You may also be confused why find_sums_precompute did not have any if conditional wrapping the assignment with membership check. That’s because it’s doing completely different logic from find_sums.
One is finding Apples in Oranges, another is finding Orange in Apples (as a rough analogy).

Besides the issue i mentioned above on final pair of values determine sums state, another wrong thing with find_sums_with_in is checking in target_sums. This is checking more than you should check, leading to higher chance of getting True. Instead of checking if any pair can sum to the current target in the current outermost loop, that is checking if it can some to any target (not just current target).
If target_sums, contained a 10 inside (eg. target_sums = [2, 3, 7, 8, 10], every value in sums will become True (eg {2: True, 3: True, 7: True, 8: True, 10: True}), because every target (key) in sums will be influenced by the pair of (5,5) which sums to 10.
So to summarize the 2 issues of find_sums_with_in

  1. Unconditional assignment leads to sums final state of each key being completely determined by last pair of values (5,5)
  2. sums[target] = values[i] + values[j] in target_sums checks for more than just the current target from
    outermost loop for target in target_sums:, looks ahead/backwards into the full target_sums which it shouldn’t. (example demonstrating how this breaks is given above)

Here’s how you can do it as you get better with python:

from itertools import combinations_with_replacement as cwr

test_values = [1, 2, 5]
target_sums = [2, 3, 7, 8]

true_keys = set(map(sum,cwr(test_values,2))).intersection(target_sums)
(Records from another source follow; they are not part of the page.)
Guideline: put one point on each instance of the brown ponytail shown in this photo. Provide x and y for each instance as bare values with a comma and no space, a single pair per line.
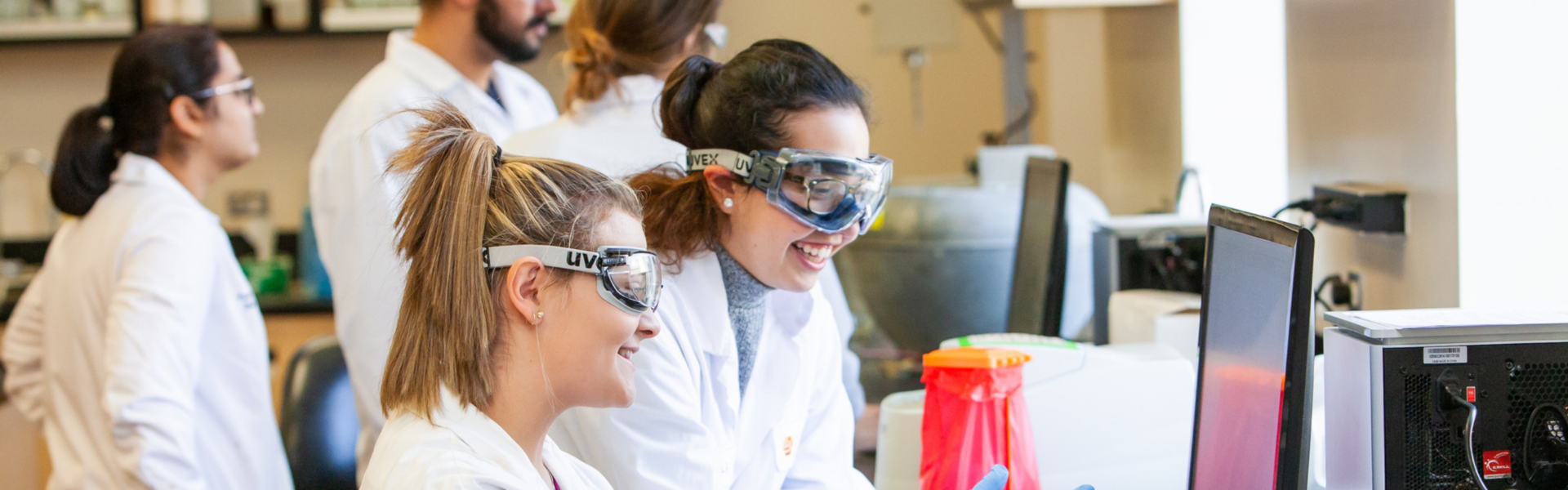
460,200
617,38
151,69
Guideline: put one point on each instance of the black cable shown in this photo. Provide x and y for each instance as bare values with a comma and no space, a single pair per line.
1297,204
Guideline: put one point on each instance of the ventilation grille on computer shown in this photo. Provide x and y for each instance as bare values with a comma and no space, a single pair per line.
1433,449
1529,387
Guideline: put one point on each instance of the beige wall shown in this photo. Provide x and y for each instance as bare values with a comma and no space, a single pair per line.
1371,98
301,79
1112,101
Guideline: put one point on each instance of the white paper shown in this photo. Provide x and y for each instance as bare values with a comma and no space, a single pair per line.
1460,318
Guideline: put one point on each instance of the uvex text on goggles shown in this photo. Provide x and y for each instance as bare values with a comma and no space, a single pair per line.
825,190
629,278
sums = dict.fromkeys(target_sums,False)
sums.update(dict.fromkeys(true_keys,True))
print(sums)
1 Like

Thanks so much for your very thorough response. I believe I understood most of what you explained. Short circuiting in particular is very interesting. However, when I look back at the correct membership test used in find_sums_precompute() I get confused again. I’ll write it out but if you don’t have the time to address this further I understand.

My confusion is the same for both issue summaries 1 and 2. Why does my membership test using in rewrite every True/False possibility until to the end of the container but the correct implementation does not? Especially since, as you point out, nothing is being short circuited and every loop does go to the end (assuming you mean the loops I included in code formatting).

Regarding issue 1, unconditional assignment, you say find_sums_with_in() needs its membership check inside an if conditional. But then you say:

I know find_sums_precompute() is checking for a value inside a set while find_sums_with_in() is adding two values and checking inside a list. But beyond that, I can’t see the difference. To my beginner’s eye, both are in for loops, take a value, and check to see if it’s a member of a container.

Regarding issue 2, checking the whole list vs. a single target, I can’t see how my incorrect version differs from the correct. If I pseudocode the correct execution’s implementation I don’t understand why it isn’t unconditional.

# The "in" operator loop from find_sums_precompute()

# test_targets  = [2, 3, 7, 8]
# possible_sums = {2, 3, 4, 6, 7, 10}

for target in target_sums:
    sums[target] = target in possible_sums

target = 2
possible_sums = 2
{2: True} <— why does the first loop iteration hold the correct answer here
target = 2
possible_sums = 3
{3: False} <— why doesn’t the first loop continue, and flip to False here?
loop continues
target = 2
possible_sums = 10
{8: False} <— And why doesn’t it continue to the end, flipping False like mine did?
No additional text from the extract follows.